May 2008 - Posts

  • Within Layer 1 - Power

    As we begin to look at power, the first thing we need to do is to determine the desired availability.  In some models (and certainly the most inexpensive, Tier 0) there simply isn't any.  This essentially relies on the utility provider and the general utility practices (GUP) for power without any additional support means.  I don't know anyone who is doing this yet, but there are a couple of folks that are looking at it.  (Note: their availability is managed at a higher level even  with duplicate data centers (geographically separated) that can take over and deliver their service if one of the data centers goes down ... and yes there may be a reduction in their service, but it will stay up.)  If your business model allows you to do this, you can see some very interesting advantages.  Your centers can be very low frills which can save you a lot of money and the duplication can not only provide the availability but also serve to provide a data backup function, fulfilling another major objective. (I believe this will become a standard practice in the future as building blocks become even less expensive ...More on this later.)

    (A good reference for all this is the Tier definition from the Uptime institute which can be found at http://uptimeinstitute.org/.)

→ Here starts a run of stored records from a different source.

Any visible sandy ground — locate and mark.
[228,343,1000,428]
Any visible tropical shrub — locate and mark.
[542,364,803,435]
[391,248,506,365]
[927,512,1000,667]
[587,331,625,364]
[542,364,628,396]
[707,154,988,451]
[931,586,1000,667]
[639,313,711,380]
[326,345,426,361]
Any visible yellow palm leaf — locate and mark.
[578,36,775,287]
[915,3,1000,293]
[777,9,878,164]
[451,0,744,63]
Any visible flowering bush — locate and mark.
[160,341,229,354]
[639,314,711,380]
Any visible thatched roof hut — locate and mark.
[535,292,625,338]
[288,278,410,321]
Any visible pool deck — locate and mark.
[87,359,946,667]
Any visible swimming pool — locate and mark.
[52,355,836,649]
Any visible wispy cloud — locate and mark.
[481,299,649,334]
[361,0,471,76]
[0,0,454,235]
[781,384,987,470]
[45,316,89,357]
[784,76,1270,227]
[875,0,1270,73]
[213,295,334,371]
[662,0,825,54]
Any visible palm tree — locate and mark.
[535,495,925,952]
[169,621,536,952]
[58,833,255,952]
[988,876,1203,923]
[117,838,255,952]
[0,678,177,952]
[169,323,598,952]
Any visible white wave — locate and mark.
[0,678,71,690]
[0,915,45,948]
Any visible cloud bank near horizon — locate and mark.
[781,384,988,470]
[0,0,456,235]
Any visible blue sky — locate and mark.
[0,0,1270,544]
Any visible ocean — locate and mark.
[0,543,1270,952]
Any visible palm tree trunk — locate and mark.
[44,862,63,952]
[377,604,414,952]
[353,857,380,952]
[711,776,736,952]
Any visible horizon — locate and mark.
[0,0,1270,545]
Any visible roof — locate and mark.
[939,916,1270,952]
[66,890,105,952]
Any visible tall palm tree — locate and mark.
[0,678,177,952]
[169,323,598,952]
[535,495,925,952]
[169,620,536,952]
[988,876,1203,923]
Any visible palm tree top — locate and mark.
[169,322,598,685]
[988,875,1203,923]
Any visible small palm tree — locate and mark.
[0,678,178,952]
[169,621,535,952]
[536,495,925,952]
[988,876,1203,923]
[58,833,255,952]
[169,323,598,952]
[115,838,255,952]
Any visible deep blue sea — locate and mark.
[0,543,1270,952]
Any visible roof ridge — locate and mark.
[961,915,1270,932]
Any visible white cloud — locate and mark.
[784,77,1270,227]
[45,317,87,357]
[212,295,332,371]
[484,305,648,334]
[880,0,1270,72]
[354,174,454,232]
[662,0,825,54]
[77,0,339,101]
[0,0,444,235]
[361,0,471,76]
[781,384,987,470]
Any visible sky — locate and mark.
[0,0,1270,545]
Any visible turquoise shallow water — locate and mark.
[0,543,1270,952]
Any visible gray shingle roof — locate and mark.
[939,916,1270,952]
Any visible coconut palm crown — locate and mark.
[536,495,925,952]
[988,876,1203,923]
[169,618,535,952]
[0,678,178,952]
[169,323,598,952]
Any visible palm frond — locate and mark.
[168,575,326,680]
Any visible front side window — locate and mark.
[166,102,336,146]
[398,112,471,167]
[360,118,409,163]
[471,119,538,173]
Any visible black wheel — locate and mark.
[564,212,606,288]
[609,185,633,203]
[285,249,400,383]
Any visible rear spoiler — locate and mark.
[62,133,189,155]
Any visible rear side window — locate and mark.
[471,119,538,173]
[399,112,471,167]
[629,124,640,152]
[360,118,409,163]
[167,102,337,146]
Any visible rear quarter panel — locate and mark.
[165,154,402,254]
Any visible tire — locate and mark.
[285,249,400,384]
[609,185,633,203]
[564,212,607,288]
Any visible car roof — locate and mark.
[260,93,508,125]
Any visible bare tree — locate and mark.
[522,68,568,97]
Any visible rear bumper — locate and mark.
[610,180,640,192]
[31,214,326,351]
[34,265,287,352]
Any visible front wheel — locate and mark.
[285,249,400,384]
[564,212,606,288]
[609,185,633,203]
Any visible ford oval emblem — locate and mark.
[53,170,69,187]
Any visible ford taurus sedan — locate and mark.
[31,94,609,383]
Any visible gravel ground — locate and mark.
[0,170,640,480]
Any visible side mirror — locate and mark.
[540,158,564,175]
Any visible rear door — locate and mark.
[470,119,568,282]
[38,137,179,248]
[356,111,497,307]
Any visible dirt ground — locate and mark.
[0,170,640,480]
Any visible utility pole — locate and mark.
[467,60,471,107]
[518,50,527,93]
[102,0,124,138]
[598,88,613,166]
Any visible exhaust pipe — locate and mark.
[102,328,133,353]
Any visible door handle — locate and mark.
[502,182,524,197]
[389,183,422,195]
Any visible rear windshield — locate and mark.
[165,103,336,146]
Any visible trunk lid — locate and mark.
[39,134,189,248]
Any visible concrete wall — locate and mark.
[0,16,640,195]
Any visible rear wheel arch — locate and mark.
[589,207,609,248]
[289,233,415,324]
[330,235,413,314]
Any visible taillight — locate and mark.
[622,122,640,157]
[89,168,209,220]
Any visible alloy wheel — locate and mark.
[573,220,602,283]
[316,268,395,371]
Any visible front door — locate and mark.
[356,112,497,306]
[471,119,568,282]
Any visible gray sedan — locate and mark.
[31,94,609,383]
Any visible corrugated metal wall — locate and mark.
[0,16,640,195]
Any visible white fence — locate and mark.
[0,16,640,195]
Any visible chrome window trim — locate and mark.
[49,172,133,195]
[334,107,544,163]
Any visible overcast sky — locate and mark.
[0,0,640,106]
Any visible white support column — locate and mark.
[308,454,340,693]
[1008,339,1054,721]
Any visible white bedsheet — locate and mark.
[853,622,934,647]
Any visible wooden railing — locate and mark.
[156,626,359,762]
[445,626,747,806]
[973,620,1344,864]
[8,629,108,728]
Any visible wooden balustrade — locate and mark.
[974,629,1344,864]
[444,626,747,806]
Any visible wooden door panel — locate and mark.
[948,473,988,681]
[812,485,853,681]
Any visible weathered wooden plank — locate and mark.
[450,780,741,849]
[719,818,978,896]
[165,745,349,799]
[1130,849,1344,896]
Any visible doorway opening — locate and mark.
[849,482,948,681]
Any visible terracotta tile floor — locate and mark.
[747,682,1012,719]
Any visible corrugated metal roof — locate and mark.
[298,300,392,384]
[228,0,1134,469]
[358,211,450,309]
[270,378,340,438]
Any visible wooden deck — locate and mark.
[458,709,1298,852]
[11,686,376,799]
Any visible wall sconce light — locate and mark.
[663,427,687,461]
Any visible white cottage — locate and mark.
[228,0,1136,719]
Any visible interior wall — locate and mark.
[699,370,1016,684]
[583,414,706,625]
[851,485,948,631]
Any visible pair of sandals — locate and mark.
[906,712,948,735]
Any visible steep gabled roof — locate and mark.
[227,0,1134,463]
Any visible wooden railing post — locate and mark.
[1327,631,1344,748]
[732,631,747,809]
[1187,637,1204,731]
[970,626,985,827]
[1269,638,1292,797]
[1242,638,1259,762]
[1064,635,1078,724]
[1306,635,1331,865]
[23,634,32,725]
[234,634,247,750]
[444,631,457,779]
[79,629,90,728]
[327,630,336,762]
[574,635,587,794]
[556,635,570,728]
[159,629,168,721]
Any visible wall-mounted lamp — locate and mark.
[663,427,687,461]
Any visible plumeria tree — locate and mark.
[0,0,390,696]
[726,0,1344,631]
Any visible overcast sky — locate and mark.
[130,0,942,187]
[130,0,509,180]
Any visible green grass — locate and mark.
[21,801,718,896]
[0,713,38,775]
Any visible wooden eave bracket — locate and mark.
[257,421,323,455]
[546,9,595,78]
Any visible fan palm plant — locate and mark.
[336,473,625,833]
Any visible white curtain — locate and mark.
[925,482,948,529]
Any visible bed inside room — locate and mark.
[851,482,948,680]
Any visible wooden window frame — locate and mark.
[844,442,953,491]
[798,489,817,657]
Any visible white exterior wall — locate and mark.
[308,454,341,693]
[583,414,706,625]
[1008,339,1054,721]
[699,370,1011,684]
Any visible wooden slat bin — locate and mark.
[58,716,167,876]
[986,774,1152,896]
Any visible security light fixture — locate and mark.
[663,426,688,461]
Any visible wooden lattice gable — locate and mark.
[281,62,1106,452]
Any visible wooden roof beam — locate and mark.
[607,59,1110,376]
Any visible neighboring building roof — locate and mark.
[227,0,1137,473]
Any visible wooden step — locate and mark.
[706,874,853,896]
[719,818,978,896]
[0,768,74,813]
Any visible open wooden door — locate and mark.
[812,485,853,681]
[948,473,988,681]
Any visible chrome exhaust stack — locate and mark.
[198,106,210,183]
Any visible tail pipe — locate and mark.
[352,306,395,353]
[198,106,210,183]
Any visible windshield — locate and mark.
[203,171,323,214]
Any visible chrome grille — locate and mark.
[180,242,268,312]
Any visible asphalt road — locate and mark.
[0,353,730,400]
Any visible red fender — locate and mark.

    The next step in availability is type  N (Tier 1), N+1 (Tier 2), etc.  (This is probably a rehash of Power Availability 101 for some, but it is kind of nice to see it all put together.)  Here, there is a backup source (equal to what is considered the critical power part of N ... and this is probably not everything) for power in the event that the utilities go away.  Most folks in this space seem to be providing some form of N+1 (Tier 2 - a backup source and 1 additional source in the event that some of their primary backup fails).  You may be able, depending on your circumstance and your utility provider, to create a model for the maximum duration of backup power that doesn't require you to cover a prolonged outage. (This can save a lot of money especially if you can shift load to an alternate locations as I mentioned above.)  Your planning should look something like this: 

    • 1. Determine the amount of power needed to back up only the essential systems. (BTW, don't forget to isolate this from the general power which will likely include some things you don't want to pay to backup, but don't forget about cooling. We'll discuss that in the next installment.) This is "Pcritical KVA" or the critical load and you will need to outfit this amount of alternate power. If you have the space, I favor a simple diesel or LP generator for the backup power (GenerationDiesel). (Also note, this may be the longest lead time item you need to procure as you are building a data center and in some cases approaches 48 weeks.) Depending on the size (usually bigger is better), these retail for about $150 to $200 / KVA. (Note: this is just a rule of thumb for the materials and does not include installation cost. Plus, the actual prices may vary from your suppliers.) For example, if your Pcritical is 3MVA, you could use four 1000KVA generators (M x UPSKVA). This covers your Pcritical and provide an additional unit giving you N+1. For each generator, you will need a transfer switch which will move your load from the utility power to your generators. As a rule of thumb, these retail for about $20 - 30 per KVA. This example would cost you somewhere around $800K for the generators and $30K for switching equipment (not including installation).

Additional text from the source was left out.